Perplexity Valued at $1 Billion as It Challenges Google Search

funding

Perplexity has reportedly raised $63 million as it aims to compete with Google’s search engine.

The new funding round values the artificial intelligence (AI) startup at $1 billion, marking a two-fold jump in valuation so far this year, Bloomberg News reported Tuesday (April 23).

As the report notes, the not yet 2-year-old company offers an AI chatbot that summarizes search results, offers citations for its answers and helps users hone their queries for the best responses. Fans include Nvidia CEO Jensen Huang, who has said he uses the product “almost every day,” with Perplexity processing more user queries in the US so far this year — nearly 75 million — than it did in all of last year.

“We want to get Perplexity in the hands of every single company in the United States,” Aravind Srinivas, the company’s co-founder and CEO, told Bloomberg.

According to the report, Perplexity is rolling out an enterprise version of its chatbot, priced at $40 a month, with new features such as stronger security and data protection measures. The company has also begun exploring expansion into new regions, signing distribution partnerships with Japan’s SoftBank Corp. and Germany’s Deutsche Telekom.

PYMNTS wrote about Perplexity in January after the company was valued at $520 million following a funding round that included participation from investors such as Jeff Bezos. And even though the company aims to compete with Google, Susan Wojcicki, the former YouTube CEO, and Jeff Dean, Alphabet’s chief scientist focusing on AI and an early member of Google Brain, have both invested in the startup.

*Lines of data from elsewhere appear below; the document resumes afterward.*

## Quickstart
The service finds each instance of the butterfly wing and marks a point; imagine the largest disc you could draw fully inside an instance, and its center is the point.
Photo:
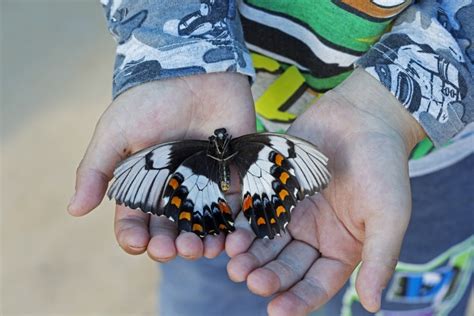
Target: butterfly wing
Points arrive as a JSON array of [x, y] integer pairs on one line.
[[193, 197], [176, 180], [276, 172]]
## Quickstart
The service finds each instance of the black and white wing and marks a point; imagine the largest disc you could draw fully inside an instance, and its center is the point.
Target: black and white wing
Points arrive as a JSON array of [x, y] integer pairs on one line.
[[176, 180], [276, 172]]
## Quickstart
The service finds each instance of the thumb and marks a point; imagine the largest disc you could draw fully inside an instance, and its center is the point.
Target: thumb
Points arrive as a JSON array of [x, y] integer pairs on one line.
[[384, 236], [105, 150]]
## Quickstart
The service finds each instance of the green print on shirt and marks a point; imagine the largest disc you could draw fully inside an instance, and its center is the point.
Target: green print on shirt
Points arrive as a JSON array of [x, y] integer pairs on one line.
[[329, 21]]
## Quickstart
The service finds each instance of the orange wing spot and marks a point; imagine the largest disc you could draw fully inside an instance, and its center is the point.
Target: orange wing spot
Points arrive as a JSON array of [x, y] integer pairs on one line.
[[247, 203], [284, 177], [224, 207], [185, 215], [176, 201], [173, 183], [279, 159], [283, 194], [222, 227], [197, 227], [280, 210], [261, 221]]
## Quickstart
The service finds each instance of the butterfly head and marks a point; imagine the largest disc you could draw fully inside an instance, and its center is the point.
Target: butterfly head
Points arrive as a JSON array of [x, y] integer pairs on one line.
[[220, 141]]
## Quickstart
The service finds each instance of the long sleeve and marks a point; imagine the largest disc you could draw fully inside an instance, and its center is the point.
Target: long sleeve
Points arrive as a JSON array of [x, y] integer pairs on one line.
[[426, 61], [160, 39]]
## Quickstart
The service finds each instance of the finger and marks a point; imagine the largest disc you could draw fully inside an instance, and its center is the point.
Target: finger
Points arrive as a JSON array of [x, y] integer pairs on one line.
[[282, 273], [241, 239], [325, 278], [189, 246], [213, 245], [95, 170], [131, 229], [380, 253], [163, 232], [261, 252]]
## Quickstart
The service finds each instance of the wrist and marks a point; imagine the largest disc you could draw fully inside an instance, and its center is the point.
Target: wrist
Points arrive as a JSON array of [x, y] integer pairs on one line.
[[368, 95]]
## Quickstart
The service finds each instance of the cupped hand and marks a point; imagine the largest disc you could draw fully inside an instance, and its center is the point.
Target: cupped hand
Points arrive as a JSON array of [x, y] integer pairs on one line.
[[361, 216], [156, 112]]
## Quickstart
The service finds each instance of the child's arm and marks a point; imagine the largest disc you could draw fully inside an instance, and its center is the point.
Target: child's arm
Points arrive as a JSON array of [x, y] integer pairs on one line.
[[181, 71], [426, 64]]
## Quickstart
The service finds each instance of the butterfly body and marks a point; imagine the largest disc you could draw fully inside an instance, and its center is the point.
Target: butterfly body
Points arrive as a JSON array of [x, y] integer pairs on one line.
[[186, 180]]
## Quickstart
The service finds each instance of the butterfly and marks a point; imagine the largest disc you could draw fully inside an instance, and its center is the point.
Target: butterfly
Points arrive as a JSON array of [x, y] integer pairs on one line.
[[186, 181]]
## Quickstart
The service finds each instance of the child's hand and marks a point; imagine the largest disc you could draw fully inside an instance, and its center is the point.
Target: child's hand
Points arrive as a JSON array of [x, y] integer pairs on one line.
[[362, 215], [152, 113]]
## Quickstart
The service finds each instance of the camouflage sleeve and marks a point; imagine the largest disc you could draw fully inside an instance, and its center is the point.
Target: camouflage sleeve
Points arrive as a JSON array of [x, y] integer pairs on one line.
[[426, 61], [160, 39]]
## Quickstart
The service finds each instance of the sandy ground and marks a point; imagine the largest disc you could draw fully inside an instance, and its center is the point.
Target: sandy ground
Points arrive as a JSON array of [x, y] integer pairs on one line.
[[56, 61]]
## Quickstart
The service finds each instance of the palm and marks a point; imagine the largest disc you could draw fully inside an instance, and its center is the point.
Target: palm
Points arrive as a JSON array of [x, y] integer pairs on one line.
[[152, 113]]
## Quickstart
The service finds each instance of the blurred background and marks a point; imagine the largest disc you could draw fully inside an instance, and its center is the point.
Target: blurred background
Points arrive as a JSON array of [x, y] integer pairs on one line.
[[56, 66]]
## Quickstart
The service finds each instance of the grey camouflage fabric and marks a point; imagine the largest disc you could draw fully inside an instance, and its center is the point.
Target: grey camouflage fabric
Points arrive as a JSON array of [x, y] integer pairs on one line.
[[426, 60], [167, 39]]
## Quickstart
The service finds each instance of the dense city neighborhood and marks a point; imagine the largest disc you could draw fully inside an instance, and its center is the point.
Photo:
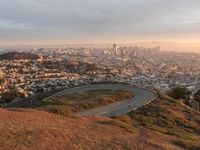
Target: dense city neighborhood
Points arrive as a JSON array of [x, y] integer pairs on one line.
[[34, 71]]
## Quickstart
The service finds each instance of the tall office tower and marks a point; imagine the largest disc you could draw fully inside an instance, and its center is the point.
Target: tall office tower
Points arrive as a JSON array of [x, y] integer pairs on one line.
[[115, 49]]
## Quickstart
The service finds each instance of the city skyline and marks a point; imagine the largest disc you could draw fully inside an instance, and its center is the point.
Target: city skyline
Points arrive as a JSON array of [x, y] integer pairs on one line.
[[39, 23]]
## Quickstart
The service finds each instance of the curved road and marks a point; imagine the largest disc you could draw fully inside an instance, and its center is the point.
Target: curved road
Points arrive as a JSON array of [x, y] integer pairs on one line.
[[141, 97]]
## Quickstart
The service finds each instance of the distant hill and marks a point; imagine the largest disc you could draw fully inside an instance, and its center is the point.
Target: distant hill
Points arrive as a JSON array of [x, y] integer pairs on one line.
[[18, 56], [163, 124]]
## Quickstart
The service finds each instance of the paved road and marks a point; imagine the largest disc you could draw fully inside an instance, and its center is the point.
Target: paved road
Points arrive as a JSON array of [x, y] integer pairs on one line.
[[141, 97]]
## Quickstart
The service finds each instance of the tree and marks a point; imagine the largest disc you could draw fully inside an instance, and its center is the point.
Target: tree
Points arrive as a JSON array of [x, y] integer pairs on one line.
[[8, 96], [180, 92], [197, 96]]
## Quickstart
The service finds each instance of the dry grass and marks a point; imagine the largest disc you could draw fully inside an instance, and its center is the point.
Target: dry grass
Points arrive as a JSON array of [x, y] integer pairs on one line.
[[67, 104]]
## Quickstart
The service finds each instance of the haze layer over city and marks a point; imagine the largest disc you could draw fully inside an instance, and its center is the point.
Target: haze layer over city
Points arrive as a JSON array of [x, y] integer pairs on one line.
[[172, 24], [100, 74]]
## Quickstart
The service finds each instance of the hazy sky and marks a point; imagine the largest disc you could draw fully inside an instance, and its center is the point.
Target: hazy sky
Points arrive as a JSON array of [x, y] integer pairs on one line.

As noted here, when OpenAI first came onto the scene with its buzzy ChatGPT platform, a “panicked” Google scrambled to rebuild its search product.

“That’s because we increasingly stand at an inflection point of a massive behavioral shift in how people access information online — and platforms built by Perplexity, Google and many other tech companies both large and small are all looking to capitalize on it,” PYMNTS wrote.

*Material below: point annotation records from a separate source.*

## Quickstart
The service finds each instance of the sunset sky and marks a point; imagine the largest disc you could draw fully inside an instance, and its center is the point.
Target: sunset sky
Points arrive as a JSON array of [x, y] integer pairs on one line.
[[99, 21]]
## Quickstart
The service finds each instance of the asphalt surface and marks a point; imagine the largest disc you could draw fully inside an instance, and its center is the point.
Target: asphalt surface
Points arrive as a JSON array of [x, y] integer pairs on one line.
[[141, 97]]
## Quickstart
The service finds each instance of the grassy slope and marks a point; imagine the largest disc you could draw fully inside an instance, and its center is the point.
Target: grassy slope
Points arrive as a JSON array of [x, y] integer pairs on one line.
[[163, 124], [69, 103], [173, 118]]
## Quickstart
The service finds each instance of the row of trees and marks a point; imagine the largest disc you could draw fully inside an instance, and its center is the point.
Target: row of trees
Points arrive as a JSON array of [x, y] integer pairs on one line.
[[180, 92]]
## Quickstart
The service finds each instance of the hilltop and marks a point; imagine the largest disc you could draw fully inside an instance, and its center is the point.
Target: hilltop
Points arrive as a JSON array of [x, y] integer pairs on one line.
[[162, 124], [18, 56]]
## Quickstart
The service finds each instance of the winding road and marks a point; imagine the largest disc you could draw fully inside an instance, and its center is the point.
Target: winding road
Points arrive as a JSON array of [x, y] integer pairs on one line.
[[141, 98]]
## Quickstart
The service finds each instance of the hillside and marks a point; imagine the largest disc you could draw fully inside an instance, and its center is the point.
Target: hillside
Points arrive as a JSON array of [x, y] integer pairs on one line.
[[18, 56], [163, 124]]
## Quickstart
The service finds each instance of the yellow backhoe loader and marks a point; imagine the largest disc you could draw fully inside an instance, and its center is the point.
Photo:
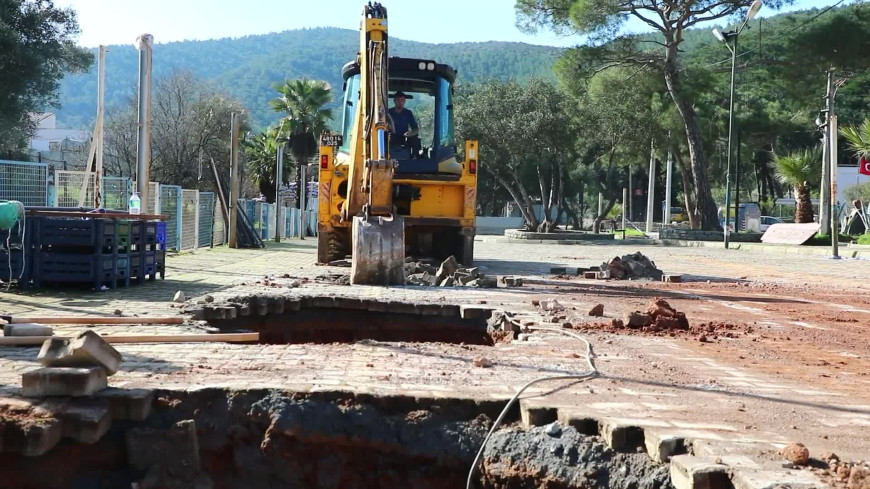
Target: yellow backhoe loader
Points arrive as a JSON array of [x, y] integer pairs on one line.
[[392, 182]]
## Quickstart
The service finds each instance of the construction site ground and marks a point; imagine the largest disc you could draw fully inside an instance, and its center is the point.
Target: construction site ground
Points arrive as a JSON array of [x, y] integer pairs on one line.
[[786, 358]]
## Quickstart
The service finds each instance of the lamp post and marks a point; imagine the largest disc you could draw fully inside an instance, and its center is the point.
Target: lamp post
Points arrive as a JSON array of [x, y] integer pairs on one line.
[[725, 37]]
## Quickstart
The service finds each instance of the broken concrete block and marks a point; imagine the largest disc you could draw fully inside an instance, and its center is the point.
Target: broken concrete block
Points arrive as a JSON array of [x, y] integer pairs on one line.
[[538, 416], [32, 434], [661, 447], [175, 450], [27, 329], [690, 472], [622, 438], [88, 349], [84, 421], [128, 404], [73, 382]]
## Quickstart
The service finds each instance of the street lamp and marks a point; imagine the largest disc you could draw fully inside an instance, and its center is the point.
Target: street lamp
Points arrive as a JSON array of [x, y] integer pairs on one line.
[[724, 37]]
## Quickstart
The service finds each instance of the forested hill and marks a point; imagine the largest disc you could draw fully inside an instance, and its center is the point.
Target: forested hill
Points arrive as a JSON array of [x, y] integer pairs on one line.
[[247, 67]]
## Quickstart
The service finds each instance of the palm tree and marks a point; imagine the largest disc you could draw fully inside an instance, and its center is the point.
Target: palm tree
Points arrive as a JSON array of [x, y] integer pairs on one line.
[[798, 169], [858, 138], [303, 103], [261, 151]]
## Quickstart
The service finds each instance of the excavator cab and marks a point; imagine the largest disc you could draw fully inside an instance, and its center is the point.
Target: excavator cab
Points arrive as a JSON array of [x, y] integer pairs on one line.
[[383, 196]]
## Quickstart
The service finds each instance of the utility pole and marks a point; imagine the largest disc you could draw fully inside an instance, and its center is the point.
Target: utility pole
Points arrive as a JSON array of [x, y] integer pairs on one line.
[[650, 194], [666, 217], [835, 224], [143, 161], [825, 197], [98, 130], [278, 178], [233, 239]]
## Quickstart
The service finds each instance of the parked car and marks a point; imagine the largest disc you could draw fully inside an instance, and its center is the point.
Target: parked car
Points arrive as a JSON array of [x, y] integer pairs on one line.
[[767, 221]]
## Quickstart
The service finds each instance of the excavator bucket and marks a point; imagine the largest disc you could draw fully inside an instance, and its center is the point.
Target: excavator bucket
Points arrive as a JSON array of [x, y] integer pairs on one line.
[[378, 250]]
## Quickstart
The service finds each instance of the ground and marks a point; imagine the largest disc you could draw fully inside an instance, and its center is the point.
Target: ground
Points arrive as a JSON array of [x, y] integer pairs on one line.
[[787, 358]]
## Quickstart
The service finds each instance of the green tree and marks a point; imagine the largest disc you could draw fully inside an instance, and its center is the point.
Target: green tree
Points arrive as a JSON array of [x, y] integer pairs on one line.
[[304, 104], [36, 48], [799, 169], [602, 20], [527, 142]]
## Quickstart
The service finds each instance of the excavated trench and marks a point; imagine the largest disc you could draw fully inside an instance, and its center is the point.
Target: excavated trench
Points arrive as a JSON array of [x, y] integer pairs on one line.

Meanwhile, PYMNTS examined that shift in behavior during a recent interview with Emily Heintz, founder and chief curator at Sèchey, a retailer that specializes in nonalcoholic beverages.

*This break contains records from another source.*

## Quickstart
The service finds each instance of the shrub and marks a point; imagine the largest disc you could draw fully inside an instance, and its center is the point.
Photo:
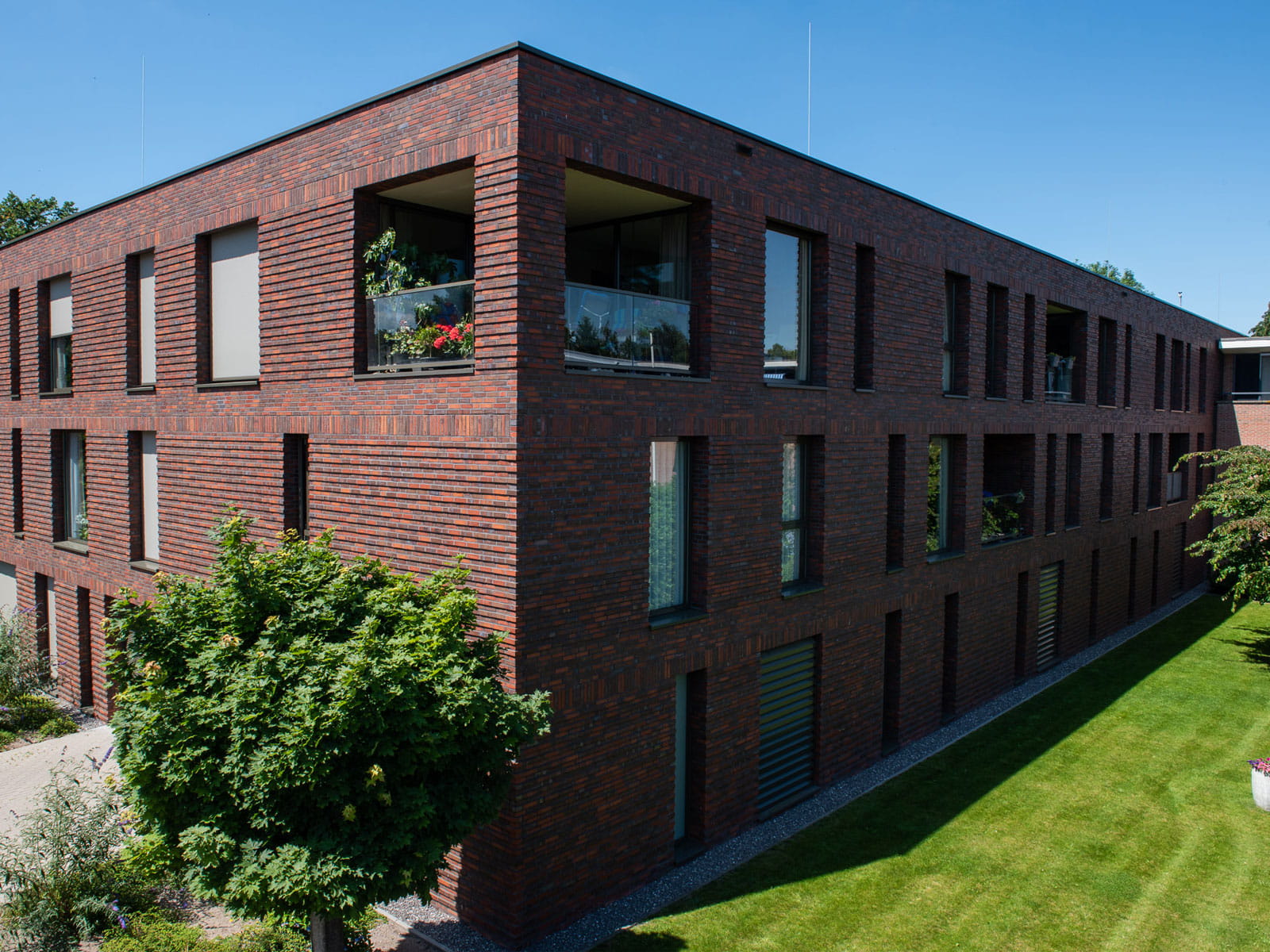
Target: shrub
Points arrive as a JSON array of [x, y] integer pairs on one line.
[[22, 666], [63, 877]]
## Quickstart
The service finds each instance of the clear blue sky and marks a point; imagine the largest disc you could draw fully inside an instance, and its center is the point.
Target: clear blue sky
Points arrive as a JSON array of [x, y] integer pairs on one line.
[[1127, 131]]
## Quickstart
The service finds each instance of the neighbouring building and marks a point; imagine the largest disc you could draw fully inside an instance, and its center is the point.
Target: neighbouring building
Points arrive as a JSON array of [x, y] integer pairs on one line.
[[768, 470]]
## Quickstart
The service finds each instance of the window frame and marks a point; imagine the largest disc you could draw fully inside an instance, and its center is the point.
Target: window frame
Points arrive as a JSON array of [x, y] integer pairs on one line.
[[681, 474], [802, 371]]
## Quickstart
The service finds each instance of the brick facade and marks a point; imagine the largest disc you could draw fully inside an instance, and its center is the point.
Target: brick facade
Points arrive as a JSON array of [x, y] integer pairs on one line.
[[539, 475]]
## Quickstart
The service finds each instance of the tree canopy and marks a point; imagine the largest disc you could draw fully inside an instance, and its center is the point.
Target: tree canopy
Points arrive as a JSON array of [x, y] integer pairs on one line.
[[1109, 271], [1261, 329], [22, 215], [311, 735], [1238, 545]]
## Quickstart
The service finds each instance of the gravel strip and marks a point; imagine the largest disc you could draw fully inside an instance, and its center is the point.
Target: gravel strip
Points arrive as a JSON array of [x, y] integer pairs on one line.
[[448, 935]]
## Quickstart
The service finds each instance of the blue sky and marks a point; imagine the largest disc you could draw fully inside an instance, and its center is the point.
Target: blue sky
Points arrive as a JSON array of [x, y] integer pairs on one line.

She said to get customers to engage with its eCommerce site the way they might with its brick-and-mortar locations, the company needed to be able to educate its shoppers about its products digitally.

“We use AI to make recommendations of products, and then we have a glossary of terms, so that just like when you walk into the store and someone asks us about a functional ingredient, or like, what is the alkalized wine, we can have that same experience online,” Heintz said.